Amid all the worldly dysfunctions, fears, disorders, conflict and nonsense, why do people carry on?
Some don’t. As societies, churches, hierarchies, ethics and norms that have guided peoples for ages fall apart, nihilism becomes as an option. Today we see outright suicides, but also addictions, murder-suicides, mass shooters, and the like, and all strain social order, particularly in free societies. Is it possible that the work that goes into gaining freedom, and the burdens of finding purpose, are not worth the effort?
If they are worth it, what do I choose? To exist out of curiosity? To further a tenet that I have chosen actively (even divine ordinance is something I embrace by my own will)? To give my children the same option, however they may decide to address it? To further the existence of my society or my country, for reasons that I choose by whatever decision process? Simply to go along and get along, whether in curiosity or apathy? Will I end up renouncing it all?
The different analyses and prescriptions, of scientists, theologians, Realists, and others, all parse actual choices that actual people have made, or might make. All the knowledge and affirmation gathered by all of these observers is, as noted, open to question today. Despite any of the findings, rationales, arguments and wisdom that they have garnered, all of the options are still mine to choose from. My meaning, my future, and ours, are in my hands, and ours.
If, then, I am inclined to live, to see what I see, to try what I try, that is a choice. If I actively want to be able to make my own calls by my own impulses, I value that choice, and the ability to choose further. I would call this value by the name of free will.
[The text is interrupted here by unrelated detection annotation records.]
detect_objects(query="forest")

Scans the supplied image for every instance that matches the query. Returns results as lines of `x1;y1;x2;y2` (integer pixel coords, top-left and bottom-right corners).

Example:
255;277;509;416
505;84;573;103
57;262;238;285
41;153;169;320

I will set up and support arrangements that preserve and promote general freedom for that will.
I might say that I hold certain Truths as self evident – that all humans have, equally by their very existence, this right to live by their own lights – to life, liberty and the pursuit of happiness. And, if these rights denote ‘value,’ I would value governments for the purpose of protecting those rights for all.
If I value these things, I subscribe to the self-conception of America, undersigned nearly a quarter millennium ago. In this self-conception of a nation, people made an active choice, asserting a core of belief against the universe’s infinity and indefinition. They may not have viewed that infinity and indefinition in the terms perceive today, but in some form it has always limned the human condition. If I hold these truths, and live in that nation, or gain admission by the civic body’s promulgated procedures, I am an American.
If American-ness does not need all this verbiage to explain it, then perhaps we can take it as simply what we believe, implicitly. We can focus instead on the price of eggs. In that case, MAGA or woke, Marxist or capitalist, Realist or idealist, “left” or “right,” should all be able to put those isms into their proper place in this larger context. Our “ismic” divisions are contrivances, by which some of us chase influence, power, wealth, or maybe an odd gratification. All rest on the same bedrock of our faith in human freedom. We may disagree on best means for society to help us live in freedom. But any reason not to live in comity is incoherent, unless I actually renounce the Declaration, and freedom. Even the most anti-social actors exhibit a form of that impulse that underlies free will. We are not wrong in our article of faith. It’s just that the details take up too much of our attention today. If we see, together, that we all do value freedom, and that all the disputes and politics boil down to differences over means to keep this liberty in existence, Americans have a shared purpose. We do not need nihilism. We have a base for facing the great unknown. And we can all love this vessel for it.